クールな王子は強引に溺愛する
「どうした?」
リアムは不思議そうに顔を覗き込んで眉をひそめる。思わず後退りして、よろめいたエミリーの腰に腕を回し支えると「気を付けろ」とひとこと言って、体を離す。
紳士的な一連の仕草に見惚れてしまうのに、寂しくもあった。
強引に奪われた初夜から毎夜求められた頃が遠い昔のように思える。エミリーに執心だと噂さえ広まれば、それで良かったのだろうか。

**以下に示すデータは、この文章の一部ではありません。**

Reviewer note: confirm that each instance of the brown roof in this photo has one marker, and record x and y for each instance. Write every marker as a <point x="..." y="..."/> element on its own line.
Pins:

リアムの心が掴めずに、小さくため息を漏らすとリアムは想像し得なかった話を始めた。
「とりあえずはここで落ち着ける。まずはエミリーのドレスをたくさん用意させよう。城で作ったところですぐに出るつもりだったために、落ち着いてからにしようと思っていたのだ」
「ドレス、ですか?」
面食らっていると、次々に言い連ねられ戸惑いを隠せなくなる。
「伯爵夫人として相応しい振る舞いと装いを……エミリー?」
突然の結婚に戸惑って、言葉通りなにも持たずにリアムの元に嫁いだ。傾きかけた貧乏貴族の娘。本来なら必要な持参金も、エミリーの知らないところで免除されているだろう。